I don't know why units are not discussed more in the lower grades. They can be very helpful for simple DRT problems. The units help to see if you are doing the problem correctly. If you get confused about whether you need to multiply or divide, the units can often tell you what to do.

Michael Weiss said...

Allison,

Preservice.

I am not sure how to account for these results. Obviously part of me worries that it is my fault: teachers always feel some responsibility for their students' successes or failures. And part of me is defensive, wanting to blame it on decades of bad intellectual habits ingrained in the students.

I am certain that most students came up with the answer 360 in^2, saw that was not listed as a choice, and thought "Oh, I have to divide by 12 to convert inches to feet", and did not think any further about it.

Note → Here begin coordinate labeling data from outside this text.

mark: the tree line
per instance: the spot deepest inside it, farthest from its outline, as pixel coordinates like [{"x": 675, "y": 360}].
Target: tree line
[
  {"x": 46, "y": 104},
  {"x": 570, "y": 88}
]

I think if I had explicitly asked students "How many square inches in a square foot"? most would have gotten it right. I even suspect that if I had explicitly asked "Convert 360 in^2 to square feet" most would have gotten it right. But because the conversion was not the obvious focus of the problem (ostensibly this was a question about calculating the area of a trapezoid; the units conversion was just an en passant move), nothing in the problem cued them to think carefully about the units.

Which, of course, is precisely why I wrote the problem as I did. Teachers need to be thinking about details even when they are not double-underlined and highlighted in red.

I can tell you that the same question will appear on my final exam this semester, too, and I will let you know (in about a month) how the results come out.

Allison said...

Well, I think the "didn't think further" answer is probably right. I think it matches my experience working with teachers in inservice. The fundamental problem seems to be that teachers don't think mathematically. They don't think about what the definitions require, what is implied, what must follow from what they know. And a course or two just doesn't overcome that lack of thinking mathematically, and as teachers, we who think mathematically have not figured out how to lead them there. So part of it is our fault, part is the bad habits. The question is: how simple can we make it to think mathematically? What as teachers of teachers can we actually do, and how much of it is hard work and time on their part? I don't know.

So, if you don't think about definitions in this case, you don't think about what the unit definition means, you don't think about what units you need to convert to, don't think beyond the focus of "I'm supposed to be DOING something right now!" Their students have the same problem.

Just waking them up to see how much they do this, and how much their students do is probably the first real step in getting teachers to realize how much thinking mathematically matters. But even that is difficult work.

Niels Henrik Abel said...

I recall my introduction to unit conversions when I took chemistry as a sophomore in high school. Early on in the course, our instructor helped us get on the right track by teaching us about "mole island" and giving us practice problems. The light bulb went on for me when I realized that the unit designations themselves could be manipulated algebraically, and as long as I kept track of what units I needed to eliminate and which I needed to have in my final answer, I would never again be confused as to whether multiplication or division was required to perform the unit conversion.

Catherine Johnson said...

Haven't read the comments, but I realize my post is unclear: when I said that I learned nothing about area or volume conversions, I meant that I learned nothing in school.

Saxon Math covered them.